|March 2, 2005
SADC forum outraged at exclusion from poll
Confrontation is looming between Zimbabwe and the Southern African Development Community (SADC) Parliamentary Forum over Zimbabwe's general. The forum, which includes permanent representatives from most countries in the region, wrote to Zimbabwean President Robert Mugabe expressing outrage at its omission from the list of invited observers. Secretary-general Kasuka Mutukwa reportedly asked why his group had been excluded when it had always monitored elections in SADC countries. The SADC forum declared Zimbabwe's hotly disputed 2002 presidential election not free and fair. It was widely attacked by Mugabe's government for its decision - which was similar to that of other observers such as Commonwealth, invited European Union countries, Japan and some African countries including Ghana and Senegal. South Africa and other SADC countries, China as well as Russia gave the election a clean bill of health. It is understood Mugabe has not yet replied to the letter.

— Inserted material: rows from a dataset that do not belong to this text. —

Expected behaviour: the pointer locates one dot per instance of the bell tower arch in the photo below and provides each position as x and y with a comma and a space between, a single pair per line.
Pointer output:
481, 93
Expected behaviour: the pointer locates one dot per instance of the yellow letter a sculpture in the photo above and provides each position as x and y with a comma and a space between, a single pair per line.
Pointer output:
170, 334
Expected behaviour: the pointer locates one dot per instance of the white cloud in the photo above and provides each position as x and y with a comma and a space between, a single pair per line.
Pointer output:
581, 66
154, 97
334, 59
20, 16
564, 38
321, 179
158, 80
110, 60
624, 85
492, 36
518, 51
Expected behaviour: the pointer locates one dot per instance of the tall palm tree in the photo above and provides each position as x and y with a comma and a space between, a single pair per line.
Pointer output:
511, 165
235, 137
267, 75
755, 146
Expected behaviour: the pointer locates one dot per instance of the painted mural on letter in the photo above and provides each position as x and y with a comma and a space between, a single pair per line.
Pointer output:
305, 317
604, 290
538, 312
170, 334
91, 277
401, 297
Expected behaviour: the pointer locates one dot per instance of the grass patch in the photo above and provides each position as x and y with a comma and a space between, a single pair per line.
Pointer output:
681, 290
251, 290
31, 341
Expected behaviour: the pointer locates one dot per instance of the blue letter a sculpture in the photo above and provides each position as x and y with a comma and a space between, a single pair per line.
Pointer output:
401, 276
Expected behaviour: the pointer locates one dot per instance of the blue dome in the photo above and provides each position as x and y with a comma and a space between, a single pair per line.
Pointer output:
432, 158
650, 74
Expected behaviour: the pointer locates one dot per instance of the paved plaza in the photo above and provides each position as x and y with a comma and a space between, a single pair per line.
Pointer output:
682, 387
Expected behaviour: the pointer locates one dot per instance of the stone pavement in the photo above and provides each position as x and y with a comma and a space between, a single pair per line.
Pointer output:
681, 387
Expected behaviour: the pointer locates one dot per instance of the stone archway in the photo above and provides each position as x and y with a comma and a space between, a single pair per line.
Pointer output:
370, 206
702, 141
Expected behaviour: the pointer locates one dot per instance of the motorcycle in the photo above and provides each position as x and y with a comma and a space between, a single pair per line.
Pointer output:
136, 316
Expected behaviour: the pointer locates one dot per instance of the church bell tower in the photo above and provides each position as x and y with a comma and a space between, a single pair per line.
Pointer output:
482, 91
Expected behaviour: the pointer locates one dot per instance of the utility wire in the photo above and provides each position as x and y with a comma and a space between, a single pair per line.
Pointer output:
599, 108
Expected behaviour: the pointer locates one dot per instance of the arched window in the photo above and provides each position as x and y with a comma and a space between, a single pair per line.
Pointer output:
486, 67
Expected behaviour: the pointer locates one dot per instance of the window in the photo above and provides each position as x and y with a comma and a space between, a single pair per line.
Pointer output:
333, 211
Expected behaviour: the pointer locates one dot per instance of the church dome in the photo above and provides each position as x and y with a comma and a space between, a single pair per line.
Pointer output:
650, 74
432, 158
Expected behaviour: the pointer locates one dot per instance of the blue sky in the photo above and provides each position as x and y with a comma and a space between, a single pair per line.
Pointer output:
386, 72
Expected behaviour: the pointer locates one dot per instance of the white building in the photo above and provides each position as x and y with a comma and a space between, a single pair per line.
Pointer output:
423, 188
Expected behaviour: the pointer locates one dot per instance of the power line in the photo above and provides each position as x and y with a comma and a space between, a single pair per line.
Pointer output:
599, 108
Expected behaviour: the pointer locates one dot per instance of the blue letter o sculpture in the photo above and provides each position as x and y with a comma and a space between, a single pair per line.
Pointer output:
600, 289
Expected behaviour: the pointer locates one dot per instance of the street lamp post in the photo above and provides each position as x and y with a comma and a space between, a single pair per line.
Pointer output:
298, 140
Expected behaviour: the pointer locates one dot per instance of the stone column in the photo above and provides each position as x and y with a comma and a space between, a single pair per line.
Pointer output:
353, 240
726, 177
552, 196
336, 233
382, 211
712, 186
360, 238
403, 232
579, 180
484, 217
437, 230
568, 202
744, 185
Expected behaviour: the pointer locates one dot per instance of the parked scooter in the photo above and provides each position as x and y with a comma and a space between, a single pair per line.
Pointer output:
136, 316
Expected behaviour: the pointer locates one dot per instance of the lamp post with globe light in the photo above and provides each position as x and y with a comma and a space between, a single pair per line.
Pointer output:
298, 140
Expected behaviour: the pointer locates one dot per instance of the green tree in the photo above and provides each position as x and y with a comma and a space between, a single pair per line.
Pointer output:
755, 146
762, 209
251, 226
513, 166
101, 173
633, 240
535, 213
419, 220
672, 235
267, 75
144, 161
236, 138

The dispute between Mugabe's government and the SADC forum came as Zimbabwe started accrediting local and foreign observers after weeks of uncertainty over the issue. Zimbabwe has invited 23 African countries, five from Asia, three from the Americas and only Russia from Europe to observe its election. President Thabo Mbeki, who chairs the SADC organ on politics, defence and security, is currently trying to form the regional grouping's observer mission. South Africa, trying to help to ensure a free and fair election in Zimbabwe, will also send a parliamentary and a ruling African National Congress team to the country to observe the election. After Zimbabwe's March 2002 election, 17 of 28 observer missions declared that the elections were not free and fair - with the Southern African Development Community parliamentary forum highly vocal in its criticism.